Probably what you actually want is your own view controller, that either inherits from or contains a TTWebController. Create and map to that instead of the raw TTWebController, put the button wherever you like and wire up the on touch up inside to [self dismissModalViewControllerAnimated:YES]; That should do the trick.

EDIT:

So now you have a custom web view of type myWebView that I am assuming inherits from TTWebController. That's good. As an aside, you don't really need to initialize a new instance of it just to get the class, you can do that with just [myWebView class] because the class message is on the class, not the instance.

However, even though you have decided to create a new instance using a xib, I don't think TTNavigator will be instantiating your controller instance in that same way.
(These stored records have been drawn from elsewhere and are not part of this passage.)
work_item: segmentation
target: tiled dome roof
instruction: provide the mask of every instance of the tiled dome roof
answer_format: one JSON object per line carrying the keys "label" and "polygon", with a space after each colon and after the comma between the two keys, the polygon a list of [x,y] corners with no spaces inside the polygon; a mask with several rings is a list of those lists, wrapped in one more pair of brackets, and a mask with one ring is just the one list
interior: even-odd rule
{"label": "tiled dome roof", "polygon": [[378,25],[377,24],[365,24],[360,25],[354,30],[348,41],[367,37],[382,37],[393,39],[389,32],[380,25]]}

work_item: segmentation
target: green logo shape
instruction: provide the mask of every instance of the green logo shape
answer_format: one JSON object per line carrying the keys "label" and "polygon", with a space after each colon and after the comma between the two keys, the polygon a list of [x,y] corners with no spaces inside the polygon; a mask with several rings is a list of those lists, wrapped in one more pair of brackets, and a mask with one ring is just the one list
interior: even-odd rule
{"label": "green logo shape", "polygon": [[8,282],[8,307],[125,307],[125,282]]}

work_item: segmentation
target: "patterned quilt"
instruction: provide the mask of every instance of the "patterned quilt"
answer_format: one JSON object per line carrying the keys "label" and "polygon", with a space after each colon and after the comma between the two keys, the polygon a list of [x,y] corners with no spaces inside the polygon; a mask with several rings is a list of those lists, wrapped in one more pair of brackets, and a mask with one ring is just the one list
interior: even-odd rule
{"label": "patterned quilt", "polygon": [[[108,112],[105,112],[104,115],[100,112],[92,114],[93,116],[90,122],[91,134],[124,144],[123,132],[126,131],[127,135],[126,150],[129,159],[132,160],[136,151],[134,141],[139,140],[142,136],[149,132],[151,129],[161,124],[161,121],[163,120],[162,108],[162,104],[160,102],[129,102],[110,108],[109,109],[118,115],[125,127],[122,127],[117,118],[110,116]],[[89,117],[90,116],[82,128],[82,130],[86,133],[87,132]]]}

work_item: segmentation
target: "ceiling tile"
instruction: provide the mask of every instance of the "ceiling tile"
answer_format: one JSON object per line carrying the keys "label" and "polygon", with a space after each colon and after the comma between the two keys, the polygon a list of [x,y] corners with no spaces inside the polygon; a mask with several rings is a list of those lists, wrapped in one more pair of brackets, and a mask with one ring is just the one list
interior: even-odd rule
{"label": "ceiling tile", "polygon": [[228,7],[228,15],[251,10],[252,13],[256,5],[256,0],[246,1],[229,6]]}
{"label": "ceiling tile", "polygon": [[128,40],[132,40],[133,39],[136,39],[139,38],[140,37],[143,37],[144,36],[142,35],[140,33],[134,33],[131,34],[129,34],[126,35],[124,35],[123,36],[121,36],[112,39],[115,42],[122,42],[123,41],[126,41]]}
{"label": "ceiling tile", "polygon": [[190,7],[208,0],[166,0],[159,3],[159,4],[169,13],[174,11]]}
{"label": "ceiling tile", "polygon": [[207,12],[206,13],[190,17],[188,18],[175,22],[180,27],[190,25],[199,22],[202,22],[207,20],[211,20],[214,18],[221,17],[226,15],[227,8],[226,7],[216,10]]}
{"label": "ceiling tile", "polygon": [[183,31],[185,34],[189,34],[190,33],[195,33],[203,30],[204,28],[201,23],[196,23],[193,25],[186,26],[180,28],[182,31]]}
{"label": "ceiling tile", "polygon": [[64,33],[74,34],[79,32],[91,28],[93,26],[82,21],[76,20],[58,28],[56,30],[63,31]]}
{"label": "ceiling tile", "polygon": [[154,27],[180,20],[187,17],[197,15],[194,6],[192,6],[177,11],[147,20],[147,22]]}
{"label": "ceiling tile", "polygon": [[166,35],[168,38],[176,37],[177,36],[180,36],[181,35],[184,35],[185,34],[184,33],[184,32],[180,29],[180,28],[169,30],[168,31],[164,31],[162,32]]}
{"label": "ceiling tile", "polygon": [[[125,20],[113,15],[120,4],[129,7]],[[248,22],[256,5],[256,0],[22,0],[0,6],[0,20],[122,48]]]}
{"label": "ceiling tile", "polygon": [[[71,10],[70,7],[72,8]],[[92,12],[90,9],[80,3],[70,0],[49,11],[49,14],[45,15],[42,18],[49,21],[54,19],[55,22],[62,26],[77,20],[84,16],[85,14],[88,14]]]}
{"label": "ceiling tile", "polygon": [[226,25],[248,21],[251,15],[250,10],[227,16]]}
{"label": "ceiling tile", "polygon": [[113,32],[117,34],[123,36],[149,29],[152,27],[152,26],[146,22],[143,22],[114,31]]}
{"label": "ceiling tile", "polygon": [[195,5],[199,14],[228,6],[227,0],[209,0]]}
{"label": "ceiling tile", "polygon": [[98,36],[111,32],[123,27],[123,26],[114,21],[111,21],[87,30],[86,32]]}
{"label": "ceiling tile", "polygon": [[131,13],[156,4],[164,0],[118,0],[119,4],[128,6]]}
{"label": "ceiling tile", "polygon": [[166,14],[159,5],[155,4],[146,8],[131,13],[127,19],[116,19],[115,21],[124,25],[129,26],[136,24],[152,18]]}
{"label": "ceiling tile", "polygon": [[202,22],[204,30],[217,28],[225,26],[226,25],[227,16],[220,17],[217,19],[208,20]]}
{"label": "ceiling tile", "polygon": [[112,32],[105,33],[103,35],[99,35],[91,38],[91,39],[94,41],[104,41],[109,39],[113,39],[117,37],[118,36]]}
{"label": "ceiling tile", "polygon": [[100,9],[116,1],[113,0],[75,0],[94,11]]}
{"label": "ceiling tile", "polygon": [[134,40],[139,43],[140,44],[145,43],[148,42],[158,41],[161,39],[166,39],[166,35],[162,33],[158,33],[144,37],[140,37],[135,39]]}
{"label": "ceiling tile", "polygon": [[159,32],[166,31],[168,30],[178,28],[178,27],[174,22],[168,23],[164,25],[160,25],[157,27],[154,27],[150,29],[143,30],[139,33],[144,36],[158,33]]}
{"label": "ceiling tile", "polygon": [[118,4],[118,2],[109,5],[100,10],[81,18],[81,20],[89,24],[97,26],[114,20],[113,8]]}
Instead I believe it will launch with this constructor (extracted from TTWebController.m)

- (id)initWithNavigatorURL:(NSURL*)URL query:(NSDictionary*)query {
  if (self = [self init]) {
    NSURLRequest* request = [query objectForKey:@"request"];
    if (request) {
      [self openRequest:request];
    } else {
      [self openURL:URL];
    }
  }
  return self;
}

So, in your child implementation, you can provide a customized version of this implementation like so:

- (id)initWithNavigatorURL:(NSURL*)URL query:(NSDictionary*)query {
  if (self = [super initWithNavigatorURL:URL query:query]) {
    // code that creates a button and puts it somewhere
  }
  return self;
}

I haven't tested it, I'd be interested in seeing what it actually is doing if it isn't doing that. If you prefer xibs (like me, unlike three20) then you'll need to do an extra step of loading that. I have a category in my utility framework that helps with this:

NSBundle+LoadNibView.h

#import <Foundation/Foundation.h>

@interface NSBundle(LoadNibView)

+ (id) loadNibView:(NSString*)className;

@end

NSBundle+LoadNibView.m

#import "NSBundle+LoadNibView.h"

@implementation NSBundle(LoadNibView)

+ (id) loadNibView:(NSString*)className
{
    return [[[NSBundle mainBundle] loadNibNamed:className owner:nil options:nil] objectAtIndex:0];
}

@end

The objectAtIndex part is because all xibs contain an array, even if there is only one view inside. This will just return the first UIView in the xib.